The conductor, a grey-haired, kindly old man, with a pair of wire-rimmed spectacles set low on his crumpled but functional nose, and with a grimy sticking plaster stuck to his thumb, had all he had left. Three carriages need to check tickets, and then come to the last carriage that Puning took. At this moment, Pnin fell into a special Pnin-like uneasy mood.He was in a Pninian predicament.Whenever he went to spend the night in a strange town, he took with him the requisites such as shoe lasts, apples, a dictionary, and his Gladstone duffel bag, which contained a relatively new set of The black dress he was planning to wear that evening to the ladies of Cremona ("Are the Russians Communists?").It also contained a copy of the speech ("Don Quixote and Faust") at the symposium next Monday ("Don Quixote and Faust"), and he planned to read it again tomorrow on the way back to Wendale. A paper written by Bliss ("Dostoevsky and Gestalt Psychology"), which he had to review on behalf of her chief spiritual advisor, Dr. Hagen.His embarrassment was this: if he put the manuscript he was going to speak in Cremona—a neatly folded stack of typed paper—in his pocket, it would be more secure against his warm body, But according to the reasoning, he probably forgot to take it out of the jacket he was wearing now and put it in the jacket he was going to wear in the evening.Besides, if he put this speech in the pocket of the suit in his travel bag now, he knew he would have to worry about the suitcase being stolen again.In the third aspect (this state of mind always breeds additional complications), in the inside pocket of the coat he is currently wearing is a valuable wallet containing two ten-dollar bills, one of which I paid in 194 The clippings of a letter he wrote to The New York Times concerning the Yalta Conference for five years, as well as his naturalization certificate; Brought out and unfortunately lost.Our friend had already opened his traveling bag twice during the twenty minutes on the train, and rummaged through several of his manuscripts.When the conductor came to this carriage, the industrious Pnin was laboriously reviewing Betty's work, which began with the opening sentence: "When we consider the current of thought in which we all live, we have to pay attention to—"
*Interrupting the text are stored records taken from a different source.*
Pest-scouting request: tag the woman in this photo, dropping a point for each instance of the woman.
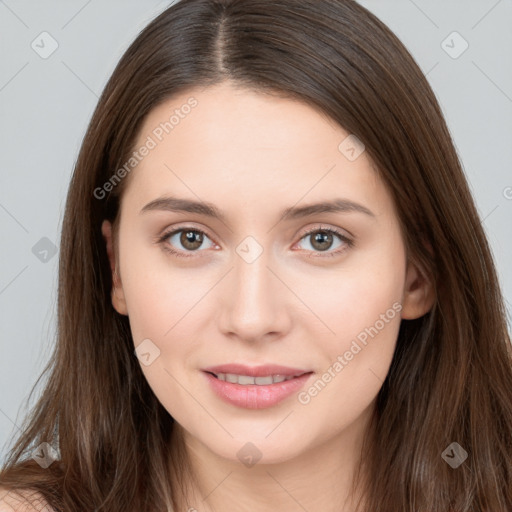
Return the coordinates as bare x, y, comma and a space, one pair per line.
274, 286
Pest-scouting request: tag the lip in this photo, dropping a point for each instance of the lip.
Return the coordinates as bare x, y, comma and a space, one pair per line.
253, 396
256, 371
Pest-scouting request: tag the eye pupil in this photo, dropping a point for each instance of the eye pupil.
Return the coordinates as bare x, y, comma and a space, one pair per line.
322, 237
191, 239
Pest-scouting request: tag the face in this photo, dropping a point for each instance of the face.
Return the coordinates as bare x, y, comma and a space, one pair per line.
320, 292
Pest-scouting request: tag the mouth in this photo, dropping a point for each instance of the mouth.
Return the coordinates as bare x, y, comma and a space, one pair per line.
255, 387
248, 380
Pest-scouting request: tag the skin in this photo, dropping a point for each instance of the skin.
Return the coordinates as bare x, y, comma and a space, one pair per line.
253, 155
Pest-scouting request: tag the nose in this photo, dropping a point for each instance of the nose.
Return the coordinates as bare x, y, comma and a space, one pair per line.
254, 302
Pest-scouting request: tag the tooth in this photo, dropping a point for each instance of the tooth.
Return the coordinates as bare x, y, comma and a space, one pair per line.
264, 380
245, 379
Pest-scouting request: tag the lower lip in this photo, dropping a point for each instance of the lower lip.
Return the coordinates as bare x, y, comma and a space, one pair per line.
253, 396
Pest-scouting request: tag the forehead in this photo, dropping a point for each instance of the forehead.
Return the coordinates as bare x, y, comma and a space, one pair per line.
226, 145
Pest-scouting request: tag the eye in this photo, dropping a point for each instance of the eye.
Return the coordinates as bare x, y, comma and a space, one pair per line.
322, 239
190, 239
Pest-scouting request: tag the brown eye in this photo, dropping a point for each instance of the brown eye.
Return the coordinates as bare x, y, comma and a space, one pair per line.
322, 240
185, 240
191, 239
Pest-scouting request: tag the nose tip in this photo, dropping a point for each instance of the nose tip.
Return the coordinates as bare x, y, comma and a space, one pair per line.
252, 307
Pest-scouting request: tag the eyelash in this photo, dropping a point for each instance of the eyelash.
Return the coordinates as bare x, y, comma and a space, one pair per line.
349, 243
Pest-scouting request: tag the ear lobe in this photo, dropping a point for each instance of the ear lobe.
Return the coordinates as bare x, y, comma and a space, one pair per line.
419, 293
117, 294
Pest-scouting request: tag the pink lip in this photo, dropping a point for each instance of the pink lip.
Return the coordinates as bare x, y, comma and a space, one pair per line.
256, 371
253, 396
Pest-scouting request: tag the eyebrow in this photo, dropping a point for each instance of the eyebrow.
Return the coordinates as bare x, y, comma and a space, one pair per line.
174, 204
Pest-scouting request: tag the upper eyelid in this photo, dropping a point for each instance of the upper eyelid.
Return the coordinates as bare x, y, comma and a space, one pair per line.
302, 233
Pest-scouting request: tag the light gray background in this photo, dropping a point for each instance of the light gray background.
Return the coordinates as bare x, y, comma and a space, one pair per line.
45, 105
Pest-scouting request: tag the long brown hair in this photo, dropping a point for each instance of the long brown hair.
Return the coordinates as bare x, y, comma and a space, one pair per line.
451, 376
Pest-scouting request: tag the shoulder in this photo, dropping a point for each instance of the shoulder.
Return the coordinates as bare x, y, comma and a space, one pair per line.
22, 501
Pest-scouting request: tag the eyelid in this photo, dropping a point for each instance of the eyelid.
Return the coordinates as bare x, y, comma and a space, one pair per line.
347, 239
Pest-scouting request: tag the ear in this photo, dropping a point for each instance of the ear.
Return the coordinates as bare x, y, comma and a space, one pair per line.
419, 293
117, 294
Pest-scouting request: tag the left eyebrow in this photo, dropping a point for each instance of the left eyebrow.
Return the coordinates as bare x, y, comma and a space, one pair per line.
175, 204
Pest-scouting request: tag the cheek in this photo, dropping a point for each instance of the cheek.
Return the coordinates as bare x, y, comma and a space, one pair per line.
363, 309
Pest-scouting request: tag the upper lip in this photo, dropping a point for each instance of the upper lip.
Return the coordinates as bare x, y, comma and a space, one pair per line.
256, 371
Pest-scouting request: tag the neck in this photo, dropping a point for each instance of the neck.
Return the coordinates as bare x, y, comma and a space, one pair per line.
319, 479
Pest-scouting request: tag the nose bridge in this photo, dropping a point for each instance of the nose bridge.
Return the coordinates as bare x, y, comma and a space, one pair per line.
253, 304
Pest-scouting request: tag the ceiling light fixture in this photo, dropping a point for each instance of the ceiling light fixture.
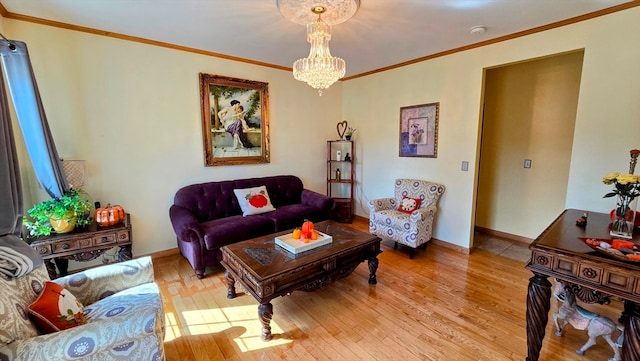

The conductor came in, didn't wake the soldier, promised the two ladies he'd let them get off when they arrived, and shook his head at Pnin's ticket.The stop in Cremona was withdrawn two years ago. "An important speech!" cried Pnin. "What to do? It's a catastrophe!" The grey-haired train conductor sat down on the seat opposite Pnin with a serious expression but comfortably, looking up a timetable full of wrinkled corners in silence.In a few minutes, that is to say, at 3:08, Pnin had to get off at Whitchurch, which would enable him to catch the four o'clock bus which would take him to Clark around six o'clock. Ramona.

"I thought I could save twelve minutes, but now I have lost almost two full hours," said Pnin bitterly.He cleared his throat, ignored the kind grey-haired old man's reassuring words ("You'll make it."), and hastily removed his reading glasses and packed his rock-heavy travel bag , into the corridor at the end of the car, so as to wait there for the indistinguishable green scenery outside the car to pass by, and the station he remembered in his mind came before him.